Photos of a smiling Israeli soldier posing alongside Palestinian prisoners, blindfolded and handcuffed Tuesday caused the embarrassment of the Israeli army and Palestinian anger, an emotion considered incomprehensible by the complainant.The photos are placed on top of the social network Facebook to soldier, Eden Abargil, since 2009 discharged from the army, created a sensation when Israeli blogs have seized on Monday, before airing on Israeli public television .
One shows the front, squatting in front of a row of Palestinians blindfolded and hands bound, the other in profile, seated next to one of them, his face turned towards him. None of the detainees, dejectedly, seems aware of the direction in which they participate.
The second of these images is accompanied by ribald comment traded on Facebook by the soldier and one of her friends, according to Israeli sites were able to visit the Facebook page which is inaccessible.
"The photographs that evoke some of those of U.S. soldier Lynndie England with Iraqi prisoners at Abu Ghraib are not as overtly sexual images that infamous" said Robert Mackey, a blogger for the New York Times.
The publication in 2004 of photographs showing U.S. soldiers humiliating detainees at the prison of Abu Ghraib, west of Baghdad, had revealed the scandal of abuse, including sexual abuse, perpetrated by the jailers, provoked outrage and cons practices of the U.S. military.
The Israeli army has denounced "the disgraceful behavior of the soldier" specifying that she had completed his military service a year ago. According to Army Radio, Eden Abargil can not be penalized to the extent that it has completed its service.
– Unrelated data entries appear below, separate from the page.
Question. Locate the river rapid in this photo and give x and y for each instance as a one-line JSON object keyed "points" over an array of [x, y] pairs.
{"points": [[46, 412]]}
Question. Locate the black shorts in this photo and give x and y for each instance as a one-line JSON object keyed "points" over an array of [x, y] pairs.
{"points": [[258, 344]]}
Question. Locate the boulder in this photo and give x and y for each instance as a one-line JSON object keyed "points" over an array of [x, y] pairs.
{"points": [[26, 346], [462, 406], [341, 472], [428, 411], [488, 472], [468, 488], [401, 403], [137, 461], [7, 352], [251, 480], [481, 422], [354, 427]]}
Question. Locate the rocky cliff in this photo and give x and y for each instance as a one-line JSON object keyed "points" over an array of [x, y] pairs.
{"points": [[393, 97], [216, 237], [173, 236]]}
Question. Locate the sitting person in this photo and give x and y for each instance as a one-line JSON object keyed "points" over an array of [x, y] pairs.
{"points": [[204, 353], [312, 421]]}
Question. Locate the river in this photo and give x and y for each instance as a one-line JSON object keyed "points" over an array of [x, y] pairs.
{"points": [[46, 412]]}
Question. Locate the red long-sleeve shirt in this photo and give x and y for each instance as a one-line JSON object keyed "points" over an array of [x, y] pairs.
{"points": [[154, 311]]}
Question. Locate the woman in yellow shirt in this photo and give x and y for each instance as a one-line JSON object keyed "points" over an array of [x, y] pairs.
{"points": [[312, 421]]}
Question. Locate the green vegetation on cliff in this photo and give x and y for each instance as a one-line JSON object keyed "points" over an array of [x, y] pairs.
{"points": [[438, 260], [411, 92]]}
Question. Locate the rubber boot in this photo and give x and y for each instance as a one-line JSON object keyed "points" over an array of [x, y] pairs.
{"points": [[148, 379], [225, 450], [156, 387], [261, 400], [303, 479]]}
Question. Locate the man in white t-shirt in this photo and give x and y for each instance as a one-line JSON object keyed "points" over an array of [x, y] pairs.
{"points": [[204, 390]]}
A spokesman for the Palestinian Authority government Ghassan Khatib said in a statement that these images "reflect the mentality of the occupier, the pride of humiliating the Palestinians."
"These Israeli soldiers are almost teenagers, or a little older and they find themselves in a position of power where they can dominate others. It corrupts the youth," he told AFP.
The director of the Israeli Committee against Torture, Yishai Menuchim, railed against "an attitude that has become a norm of treating the Palestinians as objects rather than human beings."
The former soldier for his part told her incomprehension.
"I do not understand what I did wrong. There was no violence on my part or contempt, I have harmed anyone," Eden assured Abargil army radio.
"I have not spoken with the Palestinians, I gave them to drink and eat but I did not say they were being photographed," she said, adding that the images dated from 2008.
"I treated them with respect. Look at the pictures, I'm not making obscene gestures or anything of that kind," she said in a statement to the daily Yediot Aharonot.
The young woman, who served in an intelligence unit of the base at the Nahal Oz near Gaza, now lives in Ashdod (south), the newspaper said.